LINBIT now provides a linbit-keyring package that contains all valid keys for signing LINBIT software packages. These keys are:

  • The old key used so far
  • A new key generated with state-of-the-art cryptographic settings

This article will tell you how you can verify that your system implements proper LINBIT package signing and how you can install proper package signing keys if needed.

Package Signing in LINBIT Public Testing and Non-Production Repositories

LINBIT has some public package repositories intended for testing and non-production use, for DEB-based systems such as Ubuntu, Proxmox VE, and Debian Linux. If you are using the LINBIT personal package archive (PPA) for Ubuntu Linux, you can stop here.
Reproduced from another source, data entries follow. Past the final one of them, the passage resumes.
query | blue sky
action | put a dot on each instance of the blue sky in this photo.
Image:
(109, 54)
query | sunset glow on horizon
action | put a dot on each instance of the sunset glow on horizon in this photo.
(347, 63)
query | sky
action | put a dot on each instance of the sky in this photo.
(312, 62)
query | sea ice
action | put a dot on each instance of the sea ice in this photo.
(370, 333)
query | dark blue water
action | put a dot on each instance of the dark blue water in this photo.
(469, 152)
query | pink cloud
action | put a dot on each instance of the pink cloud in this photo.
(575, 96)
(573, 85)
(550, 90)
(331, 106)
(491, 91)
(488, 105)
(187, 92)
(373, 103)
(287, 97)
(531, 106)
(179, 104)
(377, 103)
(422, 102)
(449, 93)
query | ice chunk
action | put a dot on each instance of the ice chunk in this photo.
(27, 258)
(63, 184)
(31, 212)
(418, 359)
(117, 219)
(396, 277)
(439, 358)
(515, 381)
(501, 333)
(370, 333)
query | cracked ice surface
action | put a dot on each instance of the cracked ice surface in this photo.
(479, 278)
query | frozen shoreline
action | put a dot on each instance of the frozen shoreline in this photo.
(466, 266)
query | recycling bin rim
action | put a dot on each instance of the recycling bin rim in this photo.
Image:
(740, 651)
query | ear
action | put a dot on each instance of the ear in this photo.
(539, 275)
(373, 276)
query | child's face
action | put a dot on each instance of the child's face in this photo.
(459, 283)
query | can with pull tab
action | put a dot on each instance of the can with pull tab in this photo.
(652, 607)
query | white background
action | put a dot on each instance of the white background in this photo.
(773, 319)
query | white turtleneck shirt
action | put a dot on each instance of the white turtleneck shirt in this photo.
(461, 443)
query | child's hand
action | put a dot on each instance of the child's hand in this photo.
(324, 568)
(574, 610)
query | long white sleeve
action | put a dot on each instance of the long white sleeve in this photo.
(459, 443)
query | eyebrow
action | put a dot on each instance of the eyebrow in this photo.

The LINBIT PPA uses different signing keys and you do not need to take further action.

The other LINBIT public repositories use the same package signing keys that are used in LINBIT customer repositories. If you are on a DEB-based system other than Ubuntu and using a LINBIT public package repository, you will need to follow the instructions in the “Installing a Downloaded Keyring Package on DEB-Based Systems” section later in this article.

Package Signing in LINBIT Customer Repositories

If you use LINBIT customer package repositories, that is, you are sure that you used the linbit-manage-node.py script to register your nodes, you can verify whether or not the linbit-keyring package is already installed.

On RPM-based systems, enter:

rpm -q linbit-keyring

Command output will show something similar to the following if the package is installed:

linbit-keyring-2024.06.18-1.noarch

On DEB-based systems, enter:

dpkg -l | grep linbit-keyring

Command output will show ii linbit-keyring [...] if the package is installed.

If the package is installed you likely do not need to take any further actions. However, it is a good idea to verify that your system is using the proper signing keys. You can find verification instructions later in this article, in the “Verifying Repositories Are Signed by the Proper Keys” section.

If the linbit-keyring package is not installed on your system, you should install it, either by using a package manager command and installing the package from LINBIT customer repositories, or else install it from a manually downloaded package.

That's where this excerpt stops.